From: Charles Wilt <charles.wilt@xxxxxxxxx>
To: Midrange Systems Technical Discussion <midrange-l@xxxxxxxxxxxx>
Date: 11/19/2009 11:22 AM
Subject: Re: jobs running in one subsystem take up more CPU then
rest of jobs
Sent by: midrange-l-bounces@xxxxxxxxxxxx



John,

If the users aren't complaining and the total CPU usage is less than
100%, then don't worry about how much the batch jobs are taking.
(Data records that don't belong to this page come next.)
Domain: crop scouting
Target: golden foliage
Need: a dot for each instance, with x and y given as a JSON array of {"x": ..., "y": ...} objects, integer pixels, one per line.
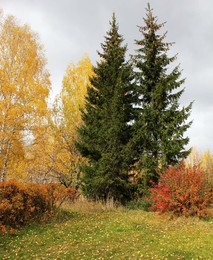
[
  {"x": 66, "y": 119},
  {"x": 24, "y": 88}
]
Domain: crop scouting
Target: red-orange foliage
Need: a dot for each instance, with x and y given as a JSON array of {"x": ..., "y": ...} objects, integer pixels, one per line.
[
  {"x": 183, "y": 191},
  {"x": 20, "y": 203}
]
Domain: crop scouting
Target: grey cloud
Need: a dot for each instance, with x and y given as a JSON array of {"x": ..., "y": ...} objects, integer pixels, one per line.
[{"x": 69, "y": 28}]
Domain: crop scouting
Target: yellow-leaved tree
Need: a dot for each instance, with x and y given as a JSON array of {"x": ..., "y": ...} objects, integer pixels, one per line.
[
  {"x": 66, "y": 119},
  {"x": 24, "y": 89}
]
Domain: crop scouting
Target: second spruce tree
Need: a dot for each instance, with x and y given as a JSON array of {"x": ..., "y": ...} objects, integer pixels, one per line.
[{"x": 106, "y": 129}]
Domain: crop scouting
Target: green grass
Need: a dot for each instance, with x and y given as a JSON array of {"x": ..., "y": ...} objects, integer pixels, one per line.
[{"x": 112, "y": 234}]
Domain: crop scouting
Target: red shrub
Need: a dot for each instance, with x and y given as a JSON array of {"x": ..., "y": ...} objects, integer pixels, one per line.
[
  {"x": 182, "y": 190},
  {"x": 20, "y": 203}
]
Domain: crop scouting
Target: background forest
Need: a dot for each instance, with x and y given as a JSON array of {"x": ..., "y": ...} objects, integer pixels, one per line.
[{"x": 116, "y": 130}]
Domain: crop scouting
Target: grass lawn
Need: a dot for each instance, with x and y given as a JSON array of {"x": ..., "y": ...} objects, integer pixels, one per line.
[{"x": 112, "y": 234}]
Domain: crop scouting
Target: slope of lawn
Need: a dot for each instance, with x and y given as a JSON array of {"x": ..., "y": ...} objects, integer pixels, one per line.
[{"x": 114, "y": 234}]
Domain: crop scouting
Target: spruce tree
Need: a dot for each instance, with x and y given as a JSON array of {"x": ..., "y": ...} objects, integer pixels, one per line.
[
  {"x": 105, "y": 134},
  {"x": 161, "y": 123}
]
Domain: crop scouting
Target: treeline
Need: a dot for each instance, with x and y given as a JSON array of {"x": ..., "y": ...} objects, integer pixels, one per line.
[{"x": 114, "y": 128}]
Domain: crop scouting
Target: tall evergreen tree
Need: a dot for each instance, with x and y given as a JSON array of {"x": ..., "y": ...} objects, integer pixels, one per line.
[
  {"x": 161, "y": 123},
  {"x": 106, "y": 131}
]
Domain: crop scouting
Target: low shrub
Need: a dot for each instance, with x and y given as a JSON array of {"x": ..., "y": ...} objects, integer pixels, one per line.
[
  {"x": 21, "y": 203},
  {"x": 183, "y": 191}
]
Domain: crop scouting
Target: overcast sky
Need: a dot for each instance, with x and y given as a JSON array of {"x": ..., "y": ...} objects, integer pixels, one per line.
[{"x": 70, "y": 28}]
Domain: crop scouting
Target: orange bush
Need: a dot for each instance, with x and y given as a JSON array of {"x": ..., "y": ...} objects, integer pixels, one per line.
[
  {"x": 182, "y": 190},
  {"x": 20, "y": 203}
]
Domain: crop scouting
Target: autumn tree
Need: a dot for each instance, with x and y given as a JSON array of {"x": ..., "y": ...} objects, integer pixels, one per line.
[
  {"x": 161, "y": 124},
  {"x": 106, "y": 131},
  {"x": 24, "y": 89},
  {"x": 67, "y": 118}
]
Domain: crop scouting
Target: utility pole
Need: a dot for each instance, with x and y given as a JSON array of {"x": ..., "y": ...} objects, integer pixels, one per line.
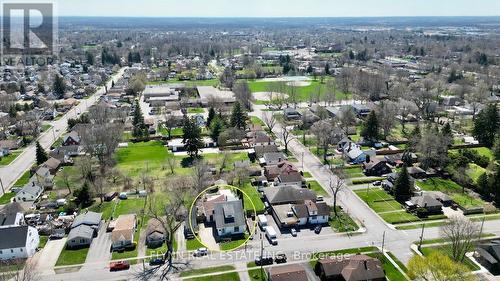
[
  {"x": 421, "y": 237},
  {"x": 383, "y": 242}
]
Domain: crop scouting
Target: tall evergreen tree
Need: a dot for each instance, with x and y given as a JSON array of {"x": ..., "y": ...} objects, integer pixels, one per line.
[
  {"x": 402, "y": 186},
  {"x": 59, "y": 87},
  {"x": 192, "y": 137},
  {"x": 41, "y": 154},
  {"x": 371, "y": 127},
  {"x": 238, "y": 117},
  {"x": 486, "y": 125}
]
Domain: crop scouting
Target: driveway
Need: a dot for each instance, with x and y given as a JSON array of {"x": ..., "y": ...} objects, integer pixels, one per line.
[
  {"x": 49, "y": 255},
  {"x": 99, "y": 249}
]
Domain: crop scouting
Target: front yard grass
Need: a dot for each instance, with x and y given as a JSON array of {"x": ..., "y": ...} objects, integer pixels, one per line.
[
  {"x": 207, "y": 270},
  {"x": 6, "y": 160},
  {"x": 316, "y": 187},
  {"x": 453, "y": 190},
  {"x": 6, "y": 197},
  {"x": 72, "y": 257},
  {"x": 231, "y": 276}
]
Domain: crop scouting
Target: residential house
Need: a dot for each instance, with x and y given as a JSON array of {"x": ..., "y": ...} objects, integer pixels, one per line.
[
  {"x": 80, "y": 237},
  {"x": 10, "y": 219},
  {"x": 71, "y": 138},
  {"x": 123, "y": 233},
  {"x": 29, "y": 193},
  {"x": 155, "y": 234},
  {"x": 427, "y": 202},
  {"x": 292, "y": 272},
  {"x": 376, "y": 167},
  {"x": 291, "y": 114},
  {"x": 272, "y": 158},
  {"x": 489, "y": 256},
  {"x": 18, "y": 242},
  {"x": 353, "y": 268},
  {"x": 229, "y": 218},
  {"x": 52, "y": 164}
]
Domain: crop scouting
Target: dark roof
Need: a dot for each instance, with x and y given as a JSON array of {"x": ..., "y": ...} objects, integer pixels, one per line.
[
  {"x": 13, "y": 237},
  {"x": 288, "y": 194},
  {"x": 229, "y": 214},
  {"x": 7, "y": 219},
  {"x": 292, "y": 272}
]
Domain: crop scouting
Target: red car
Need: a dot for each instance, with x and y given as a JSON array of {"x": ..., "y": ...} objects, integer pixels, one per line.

Look at it this way, if the CPU isn't 100%, then part of the time your
system is doing nothing....so how much did you pay for that
paperweight anyway? :) Theoretically, you want the system to run at
95% or so all day long. Of course in real life, you've got workload
peaks & valleys, plus you want room for growth so you're not upgrading
every week.

The point is, why would you want to constrain the work being done for no
reason?

Charles



On Thu, Nov 19, 2009 at 10:48 AM, John Allen <jallen@xxxxxxxxxxx> wrote:
I know this question will probably have multiple answers including "it
depends"



If we have a subsystem setup to run a set of specific batch jobs. And
these
jobs are running at the default batch job run priority of 50

(subsystem setup with normal default values you get when subsystem is
created and the SBMJOB does not have anything but the default values
specified)



The interactive jobs are running at the default priority of 10



Why do the Batch jobs (there are 5 of them total running in the
subsystem)
seem to be taking up to 60-70% of CPU while the interactive jobs are
taking
.5 - 1% each

Or is this nothing to worry about, the System i will adjust resources as
necessary to keep the interactive response time unaffected by batch
jobs?



I do not have users complaining about slow response times (yet) I just
noticed this and it got me wondering why is this?

And who knows if it continues they may start calling me.



Also, is there something I can easily so to reduce the CPU% the batch
jobs
are taking?

Tmeslice, or memory or anything else?